- Brandstein, as drawn by Ernie Colón
- Born: January 29, 1972 (age 54)
- Nationality: American
- Area: Writer
- Pseudonym: Moshe
- Notable works: Mendy and the Golem

= Matt Brandstein =

American writer (born 1972)

Matt Brandstein (born January 29, 1972) is an American writer and occasional Bollywood film actor. He is most known for his writing of the popular Jewish children's comic book series Mendy and the Golem. Brandstein often employs the use of his Hebrew name Moshe in honor of his Jewish heritage.

== Biography ==
Born January 29, 1972, Brandstein grew up in downtown Chicago, where he attended the Latin School of Chicago for fourteen years. After moving to New York City, Brandstein enrolled in New York University, Tisch School of the Arts, where he received his Bachelor of Fine Arts degree in Film. Brandstein's writing career began in the music business.
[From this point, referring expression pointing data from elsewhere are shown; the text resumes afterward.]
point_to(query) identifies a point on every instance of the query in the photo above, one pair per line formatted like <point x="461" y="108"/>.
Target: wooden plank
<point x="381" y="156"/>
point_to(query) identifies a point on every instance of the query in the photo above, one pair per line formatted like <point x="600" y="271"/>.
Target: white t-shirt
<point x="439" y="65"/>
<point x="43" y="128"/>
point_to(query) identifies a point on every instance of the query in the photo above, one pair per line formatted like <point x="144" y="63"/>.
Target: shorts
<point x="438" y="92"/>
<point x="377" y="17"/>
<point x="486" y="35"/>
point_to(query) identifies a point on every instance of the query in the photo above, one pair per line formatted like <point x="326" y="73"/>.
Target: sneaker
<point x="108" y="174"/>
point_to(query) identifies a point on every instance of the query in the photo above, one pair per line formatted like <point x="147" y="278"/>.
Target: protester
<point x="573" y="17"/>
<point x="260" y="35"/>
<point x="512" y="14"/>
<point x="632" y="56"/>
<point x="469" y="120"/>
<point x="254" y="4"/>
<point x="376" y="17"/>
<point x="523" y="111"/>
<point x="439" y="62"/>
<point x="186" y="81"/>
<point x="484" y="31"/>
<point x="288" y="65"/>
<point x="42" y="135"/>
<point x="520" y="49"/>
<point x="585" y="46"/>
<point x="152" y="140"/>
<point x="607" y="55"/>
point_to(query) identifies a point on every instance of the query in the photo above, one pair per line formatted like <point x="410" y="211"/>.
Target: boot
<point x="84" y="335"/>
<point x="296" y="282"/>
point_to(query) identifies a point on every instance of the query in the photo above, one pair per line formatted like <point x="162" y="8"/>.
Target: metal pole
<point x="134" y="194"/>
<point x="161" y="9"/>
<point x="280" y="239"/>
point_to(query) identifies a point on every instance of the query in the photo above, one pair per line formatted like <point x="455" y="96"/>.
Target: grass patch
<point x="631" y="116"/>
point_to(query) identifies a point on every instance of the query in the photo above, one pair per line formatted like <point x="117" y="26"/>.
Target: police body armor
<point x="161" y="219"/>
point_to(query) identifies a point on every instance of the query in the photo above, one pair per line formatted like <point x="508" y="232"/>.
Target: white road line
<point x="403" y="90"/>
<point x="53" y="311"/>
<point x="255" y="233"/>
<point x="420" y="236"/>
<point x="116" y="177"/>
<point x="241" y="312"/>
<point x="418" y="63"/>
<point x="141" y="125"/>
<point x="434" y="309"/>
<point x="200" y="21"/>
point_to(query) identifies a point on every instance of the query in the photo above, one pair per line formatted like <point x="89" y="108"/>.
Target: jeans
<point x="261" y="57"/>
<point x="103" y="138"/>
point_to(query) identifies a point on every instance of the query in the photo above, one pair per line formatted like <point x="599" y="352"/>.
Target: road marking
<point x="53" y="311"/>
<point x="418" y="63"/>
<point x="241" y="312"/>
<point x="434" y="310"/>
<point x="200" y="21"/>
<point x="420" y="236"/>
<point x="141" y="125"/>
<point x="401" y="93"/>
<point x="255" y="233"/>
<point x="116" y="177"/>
He collaborated with prominent directors including Brett Ratner, Diane Martel and Marcus Raboy in the conceptualization of music video treatments for top artists like Mariah Carey, Sting and D'Angelo.

In 2003, Brandstein took on the role of the writer of the second phase of the popular Jewish children's comic book Mendy and the Golem. Notable comic book artists Stan Goldberg, Barry Grossman, Ernie Colón and Joe Rubinstein have all participated in the creation of recent issues.

The comic book's characters' looks have recently been reinvented by reclusive European artist Kola Remaz. Remaz, letterer and Editor in Chief, Tani Pinson aka "Chief Golem" and writer Matt Brandstein make up the creative team responsible for a brand new Golem Factory series expected to launch in the fall of 2026.

As an actor, Brandstein made a brief cameo as a CIA operative in the 2006 Karan Johar Bollywood blockbuster Kabhi Alvida Naa Kehna. That same year, he appeared as a Hip Hop dance enthusiast in the Bollywood musical comedy Jaan-E-Mann.